12
votes

I'm interested in building a static ELF program without (g)libc, using unistd.h provided by the Linux headers.

I've read through these articles/question which give a rough idea of what I'm trying to do, but not quite: http://www.muppetlabs.com/~breadbox/software/tiny/teensy.html

Compiling without libc

https://blogs.oracle.com/ksplice/entry/hello_from_a_libc_free

I have basic code which depends only on unistd.h, of which, my understanding is that each of those functions are provided by the kernel, and that libc should not be needed. Here's the path I've taken that seems the most promising:

    $ gcc -I /usr/include/asm/ -nostdlib grabbytes.c -o grabbytesstatic
    /usr/bin/ld: warning: cannot find entry symbol _start; defaulting to 0000000000400144
    /tmp/ccn1mSkn.o: In function `main':
    grabbytes.c:(.text+0x38): undefined reference to `open'
    grabbytes.c:(.text+0x64): undefined reference to `lseek'
    grabbytes.c:(.text+0x8f): undefined reference to `lseek'
    grabbytes.c:(.text+0xaa): undefined reference to `read'
    grabbytes.c:(.text+0xc5): undefined reference to `write'
    grabbytes.c:(.text+0xe0): undefined reference to `read'
    collect2: error: ld returned 1 exit status

Before this, I had to manually define SEEK_END and SEEK_SET according to the values found in the kernel headers. Else it would error saying that those were not defined, which makes sense.

I imagine that I need to link into an unstripped vmlinux to provide the symbols to utilize. However, I read through the symbols and while there were plenty of llseeks, they were not llseek verbatim.

So my question can go in a few directions:

How can I specify an ELF file to utilize symbols from? And I'm guessing if/how that's possible, the symbols won't match up. If this is correct, is there an existing header file which will redefine llseek and default_llseek or whatever is exactly in the kernel?

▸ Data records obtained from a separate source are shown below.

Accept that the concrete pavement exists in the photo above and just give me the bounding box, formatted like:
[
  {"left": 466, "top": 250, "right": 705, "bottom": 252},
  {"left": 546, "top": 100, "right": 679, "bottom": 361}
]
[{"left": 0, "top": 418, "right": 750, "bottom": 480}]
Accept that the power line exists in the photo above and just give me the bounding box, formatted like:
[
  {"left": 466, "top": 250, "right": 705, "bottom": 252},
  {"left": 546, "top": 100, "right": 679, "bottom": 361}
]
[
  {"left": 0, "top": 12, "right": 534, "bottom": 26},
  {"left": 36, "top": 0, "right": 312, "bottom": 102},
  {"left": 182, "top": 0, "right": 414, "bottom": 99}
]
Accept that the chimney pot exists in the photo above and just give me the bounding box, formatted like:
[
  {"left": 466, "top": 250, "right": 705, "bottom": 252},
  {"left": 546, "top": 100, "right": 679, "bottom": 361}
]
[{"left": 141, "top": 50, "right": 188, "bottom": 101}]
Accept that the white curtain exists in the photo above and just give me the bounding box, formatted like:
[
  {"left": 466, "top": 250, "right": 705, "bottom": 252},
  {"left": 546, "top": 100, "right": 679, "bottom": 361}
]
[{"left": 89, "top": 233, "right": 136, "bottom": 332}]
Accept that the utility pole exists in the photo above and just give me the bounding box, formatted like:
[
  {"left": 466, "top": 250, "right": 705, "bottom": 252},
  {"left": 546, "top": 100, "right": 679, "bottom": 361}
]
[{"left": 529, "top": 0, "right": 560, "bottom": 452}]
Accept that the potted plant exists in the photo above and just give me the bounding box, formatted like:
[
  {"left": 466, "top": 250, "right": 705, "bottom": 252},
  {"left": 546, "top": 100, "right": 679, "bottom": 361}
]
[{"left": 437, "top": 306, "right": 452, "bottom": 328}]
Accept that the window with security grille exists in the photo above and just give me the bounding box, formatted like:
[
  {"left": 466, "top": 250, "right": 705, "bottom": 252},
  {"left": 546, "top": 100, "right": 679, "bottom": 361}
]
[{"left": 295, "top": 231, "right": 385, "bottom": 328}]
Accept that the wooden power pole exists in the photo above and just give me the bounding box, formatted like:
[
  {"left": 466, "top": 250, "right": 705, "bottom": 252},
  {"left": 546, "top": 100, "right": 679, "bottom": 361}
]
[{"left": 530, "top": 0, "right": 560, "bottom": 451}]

Is there a better way to write Posix code in C without a libc?

My goal is to write or port fairly standard C code using (perhaps solely) unistd.h and invoke it without libc. I'm probably okay without a few unistd functions, and am not sure which ones exist "purely" as kernel calls or not. I love assembly, but that's not my goal here. Hoping to stay as strictly C as possible (I'm fine with a few external assembly files if I have to), to allow for a libc-less static system at some point.

Thank you for reading!

2
I initially thought you wanted to use this static binary from userspace (in which case the answer is that you need syscall wrappers if you want to use syscalls, either from libc or else write your own). But then you mentioned linking against the (unstripped) kernel so I guess you expect to run this code directly on bare metal (i.e. instead of the kernel). Please clarify your question on this point.Celada
Thanks for replying! I meant to link using the kernel as a symbol table reference and run it in the userland of the Linux host. I'll search for existing syscall wrappers and see if one is similar to what I'm trying to do.sega01
OK, well if you intend to run it in userspace then you can't link against the kernel (if successful, that would pull the in-kernel implementations of those system calls into your code, which is not what you want: you want to call into the kernel). You must implement open() and read() yourself by invoking the proper actions as specified by the kernel ABI, which usually involves setting up registers and then executing some kind of CPU trap instruction. The problem is that the details of this are EXTREMELY architecture-specific (ARM vs. x86, etc...) and complicated by things like vsyscalls.Celada
I don't see the point of doing this. Use libc - there is not much overhead if you are not using complicated functions - use -static, and you will get a binary that contains only the functions you want. What exactly is the purpose of not using libc? Note that you can't call the kernel from usermode without some sort of syscall wrapping - as you do need the appropriate calling method to transition from user-mode to kernel mode - this can not be done in pure C, needs to be written in assembler for the appropriate processor [and is subject to change if the kernel changes].Mats Petersson
I guess that the ideal scenario would be inline assembly header files. I found this question and it produces a result which is almost what I want, but I can't get argc/argv working with void _start(). @MatsPetersson: There's a lot of overhead with glibc, it results in 800KB or larger files, even if only using unistd.h. As far as I know, everything in my code is just syscalls, so I don't see why I can't simply have gcc generate code calling those directly through the Linux headers.sega01

2 Answers

6
votes

If you're looking to write POSIX code in C, the abandonment of libc is not going to be helpful. Although you could implement a syscall function in assembler, and copy structures and defines from the kernel header, you would essentially be writing your own libc, which almost certainly would not be POSIX compliant. With all the great libc implementations out there, there's almost no reason to begin implementing your own.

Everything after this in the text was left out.